EDIT: This is the code I'm using:
public class GuiCredentialsHandler
{
// control used to invoke if needed
private static Control mInvokeControl;
// control used as parent for showDialog (could be null)
private static Control mParentControl;
/// <summary>
/// Initialize a GetCredentials handler for current process.
/// This method should be always called from the UI thread, for
/// a correctly handling for invokes (when the handler is called
/// from a thread).
/// </summary>
/// <param name="parentControl">Application top form.
/// Can be null if unknown</param>
public static void Initialize(Control parentControl)
{
if (parentControl != null)
{
mInvokeControl = parentControl;
}
else
{
mInvokeControl = new Control();
// force to create window handle
// otherwise, invoke required always
// return false
mInvokeControl.CreateControl();
}
mParentControl = parentControl;
}
public static Credentials GetCredentials(
string servername, SEIDWorkingMode serverWorkingMode)
{
if (mInvokeControl.InvokeRequired)
{
return mInvokeControl.Invoke(
new GetCredentialsDelegate(DoGetCredentials),
new object[] { servername, serverWorkingMode })
as Credentials;
}
else
{
return DoGetCredentials(servername, serverWorkingMode);
}
}
private static Credentials DoGetCredentials(
string servername, SEIDWorkingMode serverWorkingMode)
{
GetCredentialsDialog dialog = new GetCredentialsDialog();
dialog.Server = servername;
dialog.WorkingMode = serverWorkingMode;
DialogResult result = dialog.ShowDialog(mParentControl);
if (result == DialogResult.Cancel) return null;
UserInfoRetriever retriever = new UserInfoRetriever(
servername, serverWorkingMode,
dialog.UserName, dialog.Password);
SEID seid = retriever.GetCurrentUser();
return new Credentials(seid, serverWorkingMode);
}
public delegate Credentials GetCredentialsDelegate(
string serverName,
SEIDWorkingMode mode);
Is Control.Invoke actually needed in this case?
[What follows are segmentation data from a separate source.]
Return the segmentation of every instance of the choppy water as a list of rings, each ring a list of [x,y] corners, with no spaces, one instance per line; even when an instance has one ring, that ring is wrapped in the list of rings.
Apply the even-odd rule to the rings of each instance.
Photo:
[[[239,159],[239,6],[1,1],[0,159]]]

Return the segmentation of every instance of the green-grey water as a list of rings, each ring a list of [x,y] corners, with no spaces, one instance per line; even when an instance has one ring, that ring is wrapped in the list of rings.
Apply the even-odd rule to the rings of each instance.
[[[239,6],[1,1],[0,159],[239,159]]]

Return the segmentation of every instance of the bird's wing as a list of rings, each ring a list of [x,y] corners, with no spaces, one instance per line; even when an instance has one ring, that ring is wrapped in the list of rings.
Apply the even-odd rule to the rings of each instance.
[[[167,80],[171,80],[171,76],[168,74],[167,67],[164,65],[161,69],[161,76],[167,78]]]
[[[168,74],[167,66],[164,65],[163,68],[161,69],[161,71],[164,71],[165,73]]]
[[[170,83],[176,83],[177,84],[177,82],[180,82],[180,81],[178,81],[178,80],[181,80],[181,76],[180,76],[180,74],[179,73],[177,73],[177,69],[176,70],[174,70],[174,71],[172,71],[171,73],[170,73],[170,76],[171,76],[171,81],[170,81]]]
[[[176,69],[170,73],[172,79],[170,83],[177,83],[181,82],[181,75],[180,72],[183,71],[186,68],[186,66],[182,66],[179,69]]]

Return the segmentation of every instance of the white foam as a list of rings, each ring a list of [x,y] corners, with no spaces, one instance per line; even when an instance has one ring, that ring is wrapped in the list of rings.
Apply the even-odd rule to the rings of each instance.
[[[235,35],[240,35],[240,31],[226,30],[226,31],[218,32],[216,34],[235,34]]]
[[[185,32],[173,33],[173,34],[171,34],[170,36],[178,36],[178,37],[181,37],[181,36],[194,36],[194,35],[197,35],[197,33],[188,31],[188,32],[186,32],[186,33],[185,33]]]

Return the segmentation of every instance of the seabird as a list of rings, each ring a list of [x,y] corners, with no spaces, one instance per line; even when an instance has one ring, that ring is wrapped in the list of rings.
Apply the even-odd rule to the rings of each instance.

I was always under the impression that invoke was used to ensure that UI elements are accessed by the thread that creates the control which is usually the UI thread but does not have to be.
In this case it looks like you are trying to create a dialog from a thread and hence you should be able to update it from the thread. (Obviously you can't access it from outside your thread, which will include the main UI thread).
If I'm wrong no doubt this will get downvoted very quickly.
mParentControl will always be set equal to parentControl even if its NULL which does not seem right.
The reason your program becomes unresposive is because your mParentControl is NULL:
DialogResult result = dialog.ShowDialog(mParentControl);
One solution around this problem is to only show the dialog if the parent is known.
if ( mParentControl != NULL )
DialogResult result = dialog.ShowDialog(mParentControl);
else
DialogResult result = dialog.ShowDialog(mInvokeControl);
I based my answer on the following code:
if (parentControl != null)
{
mInvokeControl = parentControl;
}
I think you mean my answer makes no sense. What makes more sense that Hans Passant comment doesn't hold some truth or your code is actually correct and you discovered a bug. Since you are being rude I will just take my experience and help somebody else. Humor yourself and add code to avoid the mParentControl is Null situation because IT CAN HAPPEN. mParentControl is ALWAYS set to parentcontrol even when its NULL.